Razer mouse gives system privileges on Windows 10 | Information age
Razer automatically installs software that can be abused to gain access to the system. Image: Shutterstock
Simply plugging in a Razer keyboard or mouse could give an attacker administrator privileges on Windows 10 machines by automatically installing the device’s software, a security researcher has found.
Twitter user jonhat shared the vulnerability publicly on Saturday, claiming that gaining local administrator privileges was as easy as plugging in a Razer device and opening Powershell.
In a video accompanying his tweet, Jonhat showed the full attack.
Once it connects the Razer device to the Windows 10 virtual machine, it automatically downloads and installs the device drivers.
This is normal for plug and play devices which automatically tell the system which drivers to install so that users can start using their new devices immediately.
But the problem is with the Razer Synapse software that comes with the company’s driver.

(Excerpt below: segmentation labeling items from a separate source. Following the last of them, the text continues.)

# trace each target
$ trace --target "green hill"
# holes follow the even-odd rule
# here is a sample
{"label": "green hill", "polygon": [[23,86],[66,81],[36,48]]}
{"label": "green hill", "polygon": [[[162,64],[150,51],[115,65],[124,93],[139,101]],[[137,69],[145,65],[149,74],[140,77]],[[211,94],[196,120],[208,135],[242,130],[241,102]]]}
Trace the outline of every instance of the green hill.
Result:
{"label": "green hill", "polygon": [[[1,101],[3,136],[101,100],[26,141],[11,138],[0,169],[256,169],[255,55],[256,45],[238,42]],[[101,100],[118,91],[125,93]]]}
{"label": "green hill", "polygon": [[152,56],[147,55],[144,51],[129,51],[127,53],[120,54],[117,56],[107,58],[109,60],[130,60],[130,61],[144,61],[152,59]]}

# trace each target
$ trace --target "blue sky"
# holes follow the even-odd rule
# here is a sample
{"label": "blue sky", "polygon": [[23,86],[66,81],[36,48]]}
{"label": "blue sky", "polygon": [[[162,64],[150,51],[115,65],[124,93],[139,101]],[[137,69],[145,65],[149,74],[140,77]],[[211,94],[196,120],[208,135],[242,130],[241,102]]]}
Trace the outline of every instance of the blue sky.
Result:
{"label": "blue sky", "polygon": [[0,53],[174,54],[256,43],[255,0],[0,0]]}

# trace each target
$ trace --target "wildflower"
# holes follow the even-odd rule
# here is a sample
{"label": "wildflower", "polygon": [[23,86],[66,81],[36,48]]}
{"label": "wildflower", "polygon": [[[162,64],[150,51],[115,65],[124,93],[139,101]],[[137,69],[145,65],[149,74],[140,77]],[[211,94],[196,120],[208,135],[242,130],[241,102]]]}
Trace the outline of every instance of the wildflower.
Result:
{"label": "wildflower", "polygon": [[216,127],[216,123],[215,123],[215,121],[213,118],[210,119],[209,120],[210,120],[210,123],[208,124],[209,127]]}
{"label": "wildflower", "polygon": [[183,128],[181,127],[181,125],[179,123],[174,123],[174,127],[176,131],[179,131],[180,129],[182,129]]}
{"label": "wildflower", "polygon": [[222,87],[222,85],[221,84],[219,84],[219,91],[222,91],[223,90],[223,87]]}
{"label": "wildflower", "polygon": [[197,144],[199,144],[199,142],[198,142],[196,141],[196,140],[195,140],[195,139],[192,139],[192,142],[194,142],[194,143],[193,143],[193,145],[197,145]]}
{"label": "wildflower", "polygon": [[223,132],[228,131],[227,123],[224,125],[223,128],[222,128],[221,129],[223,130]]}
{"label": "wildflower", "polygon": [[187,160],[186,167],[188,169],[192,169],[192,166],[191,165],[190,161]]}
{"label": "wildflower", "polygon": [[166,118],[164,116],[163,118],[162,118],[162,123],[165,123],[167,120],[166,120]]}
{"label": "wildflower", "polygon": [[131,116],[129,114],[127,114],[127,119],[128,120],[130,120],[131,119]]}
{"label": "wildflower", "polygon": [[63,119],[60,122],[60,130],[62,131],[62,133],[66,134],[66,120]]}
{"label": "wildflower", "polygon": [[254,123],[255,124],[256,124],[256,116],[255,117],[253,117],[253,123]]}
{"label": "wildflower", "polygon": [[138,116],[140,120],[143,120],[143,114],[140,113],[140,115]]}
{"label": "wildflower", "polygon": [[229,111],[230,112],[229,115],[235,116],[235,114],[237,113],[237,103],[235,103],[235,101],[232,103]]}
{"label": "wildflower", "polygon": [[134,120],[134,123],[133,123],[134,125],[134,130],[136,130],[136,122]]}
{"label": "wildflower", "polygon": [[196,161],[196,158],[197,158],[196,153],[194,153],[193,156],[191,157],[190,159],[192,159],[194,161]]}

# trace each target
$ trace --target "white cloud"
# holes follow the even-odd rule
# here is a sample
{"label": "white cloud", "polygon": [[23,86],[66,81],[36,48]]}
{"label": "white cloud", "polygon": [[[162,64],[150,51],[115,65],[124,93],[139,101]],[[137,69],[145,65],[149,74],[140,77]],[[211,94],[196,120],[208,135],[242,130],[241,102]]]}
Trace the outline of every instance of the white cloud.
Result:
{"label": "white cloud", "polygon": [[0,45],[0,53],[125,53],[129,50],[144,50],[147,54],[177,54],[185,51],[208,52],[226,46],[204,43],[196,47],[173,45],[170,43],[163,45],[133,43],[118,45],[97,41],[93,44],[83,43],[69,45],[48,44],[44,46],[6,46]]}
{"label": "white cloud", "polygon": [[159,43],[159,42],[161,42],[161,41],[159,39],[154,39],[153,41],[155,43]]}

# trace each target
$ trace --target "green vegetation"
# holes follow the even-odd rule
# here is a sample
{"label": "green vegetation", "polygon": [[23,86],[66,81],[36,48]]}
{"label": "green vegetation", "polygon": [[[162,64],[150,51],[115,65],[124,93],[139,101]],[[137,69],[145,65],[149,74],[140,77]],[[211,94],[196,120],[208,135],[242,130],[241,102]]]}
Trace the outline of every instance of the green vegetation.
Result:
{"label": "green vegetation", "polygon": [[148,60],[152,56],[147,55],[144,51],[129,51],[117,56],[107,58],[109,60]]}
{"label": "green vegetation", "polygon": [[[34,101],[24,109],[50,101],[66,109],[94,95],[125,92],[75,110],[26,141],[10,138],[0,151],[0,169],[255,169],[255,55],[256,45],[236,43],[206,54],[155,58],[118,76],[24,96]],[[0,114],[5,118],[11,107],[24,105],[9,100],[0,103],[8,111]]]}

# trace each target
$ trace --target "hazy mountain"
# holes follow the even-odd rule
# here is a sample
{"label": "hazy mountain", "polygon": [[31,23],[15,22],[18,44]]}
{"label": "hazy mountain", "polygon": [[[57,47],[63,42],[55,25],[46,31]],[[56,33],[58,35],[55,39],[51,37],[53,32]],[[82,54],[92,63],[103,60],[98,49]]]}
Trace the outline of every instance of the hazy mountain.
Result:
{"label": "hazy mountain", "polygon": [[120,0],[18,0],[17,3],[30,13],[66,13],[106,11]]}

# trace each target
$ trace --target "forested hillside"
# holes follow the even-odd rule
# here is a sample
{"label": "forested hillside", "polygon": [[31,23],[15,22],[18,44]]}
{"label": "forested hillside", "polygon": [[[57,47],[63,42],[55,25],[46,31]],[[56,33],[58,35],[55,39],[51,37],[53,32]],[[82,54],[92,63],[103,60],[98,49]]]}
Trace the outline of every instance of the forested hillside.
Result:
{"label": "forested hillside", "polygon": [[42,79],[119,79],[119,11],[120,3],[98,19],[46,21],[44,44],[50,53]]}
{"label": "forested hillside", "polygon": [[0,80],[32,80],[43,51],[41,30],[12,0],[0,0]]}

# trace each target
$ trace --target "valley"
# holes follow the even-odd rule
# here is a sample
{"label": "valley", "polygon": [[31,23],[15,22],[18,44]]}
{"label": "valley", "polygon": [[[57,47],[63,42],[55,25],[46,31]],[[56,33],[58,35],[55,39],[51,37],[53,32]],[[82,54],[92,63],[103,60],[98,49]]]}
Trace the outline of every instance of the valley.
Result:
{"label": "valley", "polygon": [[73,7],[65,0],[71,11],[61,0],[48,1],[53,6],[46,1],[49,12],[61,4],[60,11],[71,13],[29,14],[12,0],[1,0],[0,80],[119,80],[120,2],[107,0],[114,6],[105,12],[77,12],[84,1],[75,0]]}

Razer Synapse allows users to customize their keyboards and mice with custom configurations such as key macros and ambient lighting. When the installer loads, it allows the user to choose the installation location which opens a window in the file explorer.

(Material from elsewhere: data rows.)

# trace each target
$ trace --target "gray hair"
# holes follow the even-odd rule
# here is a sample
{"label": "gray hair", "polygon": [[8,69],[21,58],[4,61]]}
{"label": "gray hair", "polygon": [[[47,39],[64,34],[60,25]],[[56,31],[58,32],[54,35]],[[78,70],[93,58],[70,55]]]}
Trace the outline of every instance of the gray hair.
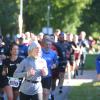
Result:
{"label": "gray hair", "polygon": [[32,50],[33,50],[34,48],[36,48],[36,47],[41,47],[41,46],[40,46],[40,44],[39,44],[38,42],[36,42],[36,41],[32,42],[32,43],[30,44],[30,46],[28,47],[28,52],[32,51]]}

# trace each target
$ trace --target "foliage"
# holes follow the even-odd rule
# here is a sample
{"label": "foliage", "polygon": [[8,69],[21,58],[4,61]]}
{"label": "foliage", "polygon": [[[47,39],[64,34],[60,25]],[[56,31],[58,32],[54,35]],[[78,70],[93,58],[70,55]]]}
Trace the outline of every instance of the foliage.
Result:
{"label": "foliage", "polygon": [[12,0],[0,0],[0,28],[3,34],[16,32],[17,6]]}
{"label": "foliage", "polygon": [[72,87],[68,100],[99,100],[100,82],[85,83]]}
{"label": "foliage", "polygon": [[[48,6],[50,15],[48,16]],[[3,34],[18,32],[20,0],[0,0],[0,28]],[[99,0],[23,0],[23,31],[38,33],[47,26],[88,35],[100,31]]]}

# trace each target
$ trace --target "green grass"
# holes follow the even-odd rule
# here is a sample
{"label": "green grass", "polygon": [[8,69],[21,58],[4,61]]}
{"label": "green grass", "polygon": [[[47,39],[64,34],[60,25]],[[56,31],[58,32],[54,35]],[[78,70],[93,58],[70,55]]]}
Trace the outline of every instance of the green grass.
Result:
{"label": "green grass", "polygon": [[85,69],[96,69],[96,54],[88,54],[86,56]]}
{"label": "green grass", "polygon": [[71,87],[68,100],[100,100],[100,82]]}

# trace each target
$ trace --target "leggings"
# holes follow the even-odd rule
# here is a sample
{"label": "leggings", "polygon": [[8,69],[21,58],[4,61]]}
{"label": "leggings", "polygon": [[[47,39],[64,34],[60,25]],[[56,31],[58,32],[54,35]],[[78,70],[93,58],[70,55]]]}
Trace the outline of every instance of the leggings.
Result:
{"label": "leggings", "polygon": [[43,100],[42,93],[34,94],[34,95],[26,95],[20,92],[20,100]]}

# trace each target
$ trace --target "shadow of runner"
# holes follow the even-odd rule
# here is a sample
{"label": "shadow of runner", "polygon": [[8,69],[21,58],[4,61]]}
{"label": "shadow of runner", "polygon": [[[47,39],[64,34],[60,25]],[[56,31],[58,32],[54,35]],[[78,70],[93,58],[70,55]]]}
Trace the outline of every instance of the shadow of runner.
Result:
{"label": "shadow of runner", "polygon": [[54,92],[54,100],[68,100],[67,95],[70,91],[70,87],[63,86],[62,93],[59,93],[59,88],[57,87]]}

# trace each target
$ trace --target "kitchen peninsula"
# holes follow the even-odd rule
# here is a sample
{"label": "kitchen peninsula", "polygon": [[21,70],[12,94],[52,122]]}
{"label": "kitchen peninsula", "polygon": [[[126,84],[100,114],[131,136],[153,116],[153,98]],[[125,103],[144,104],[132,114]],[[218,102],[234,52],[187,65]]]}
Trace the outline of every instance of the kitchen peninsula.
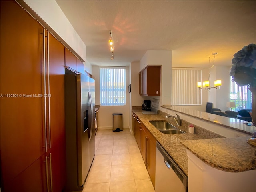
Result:
{"label": "kitchen peninsula", "polygon": [[[207,116],[207,114],[205,114],[207,113],[193,111],[192,110],[184,109],[182,107],[164,106],[162,106],[162,108],[163,107],[172,110],[179,114],[186,114],[191,118],[200,119],[212,124],[215,124],[221,125],[224,128],[230,129],[233,132],[239,133],[238,135],[240,136],[239,137],[225,138],[225,137],[228,137],[222,136],[220,134],[205,129],[204,128],[202,128],[196,126],[196,131],[195,134],[189,134],[188,128],[189,122],[184,120],[182,116],[182,126],[178,126],[178,128],[184,131],[186,133],[164,134],[158,130],[150,123],[149,120],[166,120],[176,125],[173,119],[165,118],[165,116],[168,114],[158,111],[158,114],[157,115],[144,115],[142,113],[140,109],[138,108],[133,108],[133,112],[187,176],[188,176],[189,172],[188,191],[196,191],[196,190],[198,190],[197,191],[204,191],[205,190],[205,188],[202,187],[200,188],[203,184],[206,185],[206,182],[204,180],[205,179],[201,180],[200,183],[197,183],[197,180],[196,179],[195,180],[195,178],[198,178],[200,180],[202,178],[207,178],[203,174],[206,173],[204,172],[205,170],[208,170],[203,169],[202,172],[199,173],[200,174],[197,176],[196,174],[198,174],[198,172],[190,169],[190,165],[192,163],[194,163],[194,165],[195,163],[202,163],[214,170],[220,172],[221,173],[224,173],[224,175],[226,173],[232,174],[231,176],[230,175],[225,176],[228,177],[228,179],[231,179],[231,181],[228,181],[228,179],[226,178],[227,179],[224,179],[221,177],[218,178],[219,179],[220,178],[222,178],[222,183],[224,183],[220,185],[220,188],[218,188],[218,191],[222,191],[222,188],[225,189],[227,191],[227,189],[228,189],[230,185],[230,182],[234,186],[238,185],[240,187],[244,187],[244,185],[245,186],[246,186],[246,188],[246,188],[246,191],[253,191],[253,188],[252,188],[252,186],[250,186],[250,184],[248,183],[250,182],[245,182],[242,179],[240,180],[240,182],[236,182],[235,179],[237,180],[238,178],[240,179],[240,178],[246,178],[247,181],[252,181],[251,180],[255,179],[256,178],[254,176],[256,176],[256,156],[254,154],[256,148],[246,142],[246,140],[250,137],[250,135],[255,131],[255,127],[250,127],[244,125],[244,122],[239,120],[234,119],[234,121],[229,122],[229,118],[225,117],[220,116],[220,118],[219,117],[214,117],[214,120],[211,120],[212,117],[211,116],[213,114],[209,114],[208,115],[210,116]],[[228,119],[225,120],[225,118]],[[240,133],[242,134],[240,134]],[[187,155],[189,156],[188,158]],[[195,162],[196,159],[197,159],[196,160],[198,162]],[[192,159],[194,161],[192,161]],[[198,164],[195,166],[198,166]],[[210,174],[212,172],[210,172],[209,175],[211,175]],[[208,172],[207,173],[209,173]],[[214,172],[214,175],[212,176],[213,178],[218,178],[219,173]],[[203,175],[204,177],[202,177]],[[250,179],[252,175],[253,179]],[[200,176],[202,177],[200,177]],[[248,176],[250,177],[248,178]],[[235,180],[233,179],[233,178],[235,178]],[[210,178],[206,179],[208,180],[206,181],[207,182],[209,179],[212,180],[212,178],[211,178],[210,177]],[[194,178],[194,180],[191,180],[192,178]],[[227,184],[228,188],[225,188],[226,187],[224,186],[226,185],[225,181],[228,181],[226,183],[230,184]],[[234,184],[234,181],[236,182],[234,183],[235,184],[237,183],[236,185]],[[208,182],[206,182],[208,184]],[[210,183],[210,184],[213,185],[214,186],[219,185],[216,185],[216,183],[214,182]],[[252,182],[252,183],[254,183]],[[208,186],[207,184],[205,186]],[[195,186],[198,187],[195,188]],[[210,185],[209,186],[213,190],[208,190],[208,191],[214,191],[214,187]],[[193,189],[195,190],[193,191]]]}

In File Explorer, Jonhat holds down the Shift key and right-clicks to bring up a menu with “Open PowerShell window here” as an option.
Since the installer had system privileges, that meant it could open PowerShell as system – which Jonhat confirms by typing the ‘whoami’ command.
Need a local administrator and physical access?
– Connect a Razer mouse (or dongle)
– Windows Update will download and run RazerInstaller as SYSTEM
– Abuse elevated explorer to open Powershell with Shift + right click
– jonhat (@ j0nh4t) August 21, 2021
Jonhat reported the issue to Razer who after a while to reach to the researcher.
According to Jonhat, the issue is resolved and he will receive a bug bounty for his efforts.
The revelation that Razer’s software opened the door to Windows 10 system privileges caused a stir among security researchers who wondered if a similar issue was affecting other plug and play devices that automatically launch installers for GUI software like Razer Synapse.
Although this is a local attack – meaning it requires physical access to the machine – this type of vulnerability could cause headaches for system administrators in workplaces and schools attempting to limit the privileges of normal users.
“There is no reason to believe that Razer is the only automatic update software via Windows for USB devices that can be abused for elevation of privilege,” said Will Dormann, analyst at the Center. United States Computer Emergency Response Team (CERT / CC) Coordinator.
“Think about the attack surface of each device driver on Windows Update that can be triggered over a USB connection.
“All you need is one with a vulnerability. Physical access (or RemoteFX via RDP) is indeed a dangerous thing.